El canto de un grillo



  Hace apenas unos días, antes de que el cambio de temperatura nos anunciase la próxima llegada del otoño, una pequeña sorpresa vino a instalarse en la noche cerca de la ventana del salón de mi casa. Como tantas otras noches, intentando sobreponerme al cansancio de todo el día de trabajo, por aquello de no dejar ni un solo día sin aprovechar algunas horas para mis cosas, intentaba yo leer, cuando un sonido inesperado vino a distraerme de mis lecturas.

 Un grillo, comenzó a cantar. 

 Solté el libro y como un resorte me asome por la ventana. Completamente a oscuras, sin más referencia que la de mi oído, intente orientarme buscando cual podría ser la procedencia de tan tierno canto. Y como viene siendo habitual, a poco de apoyar mis brazos en el alfeizar de la ventana, el canto remitió. Mi sola presencia, aunque fuera a lo lejos, alerto a mi minúsculo músico nocturno, parando su melodía para camuflarse en la profundidad de la oscura noche.

 Pero él volvería. Solo necesitaba alejarme de la ventana, eliminar mi presencia de su zona de seguridad, para que volviera a las andadas. Y así ocurrió, A poco apartarme de la ventana, mi minúsculo amigo volvió a hacer vibrar sus órganos timpánicos para hacer de su llamada un rito de apareamiento con alguna grilla, o simplemente para hacer notar su zona de influencia como buen macho.

 Sentado en el sofá, de vuelta a mi libro, que manoseaba con las manos pero anclado en la misma línea donde había dejado la lectura antes de oír el canto, mi mente dejaba rienda suelta a los recuerdos, y así en esa tesitura, con una sonrisa en los labios, repentinamente mi cabeza fue divagando acercándome a recuerdos de infancia, alejándome en el tiempo más de treinta y cinco años atrás, cuando salía con mi padre por el campo buscando grillos que poder llevarnos a casa. Ataviados con una pequeña pajita, simple brizna de trigo, la agitábamos suavemente dentro de la grillera, que previamente habíamos localizado gracias al agudo oído de mi padre y a su destreza para localizar tan minúsculos agujeros excavados en el suelo por el insecto. El reclamo de la paja surtía efecto consiguiendo que saliera de su guarida y el último paso consistía en identificar a la presa: si era grilla se devolvía a su agujero, ( las grillas no cantan), y si era macho acababa en algún recipiente, que nos sirviera de improvisado transporte, hasta llevarle a su nuevo hogar, una grillera redonda de plástico, que comprábamos en ferreterías o mercadillos de calle. Colgado de algún clavo en la fachada de la casa y cerca de la ventana, con su hoja de lechuga para alimentarlo, aquel nimio personaje extraído de las profundidades de la tierra nos amenizaba las largas noches en vela donde el calor insoportable no conocía de mejores formas de combatirlo, que tomando el fresco (¿El fresco?, ¡Qué fresco!), hasta altas horas de la madrugada, inigualable oportunidad de organizar tertulias infinitas.

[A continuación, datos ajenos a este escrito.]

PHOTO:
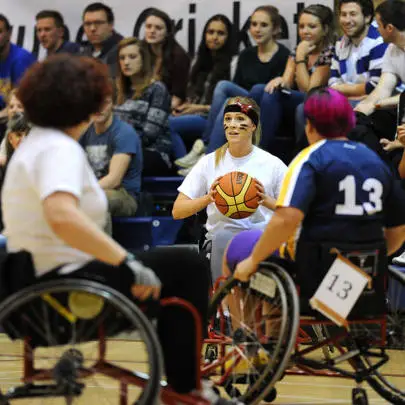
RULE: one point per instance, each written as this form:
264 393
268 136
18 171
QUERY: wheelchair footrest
50 390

  Siendo muy sincero no recuerdo cuando fue la última vez que oí cantar a un grillo. Desde luego no fue en mi casa, donde el pequeño jardín trasero que hay a veces parece de attrezzo con unos árboles de hoja caduca que solo dan cobijo a alguna paloma de vez en cuando y un almendro que es la gran estrella, especialmente cuando luce esplendoroso con sus primeros brotes a comienzos de primavera, cada año. Vive uno en estado de completo abotargamiento, ajeno a estímulos sencillos, corrientes, aquellos que hace años nos acompañaban en la infancia y adolescencia y a los que seguramente no dábamos importancia alguna por ser obvios y estar ahí siempre. Hoy que mi vida está llena de comodidades, en cambio descubro como el  canto de grillo en una noche de verano puede darme más vida y alegría que cualquiera de todos esos aparatos que me hacen más fácil la vida. Más fácil sí, pero menos sensible, y menos humana, aunque haga por no darme cuenta.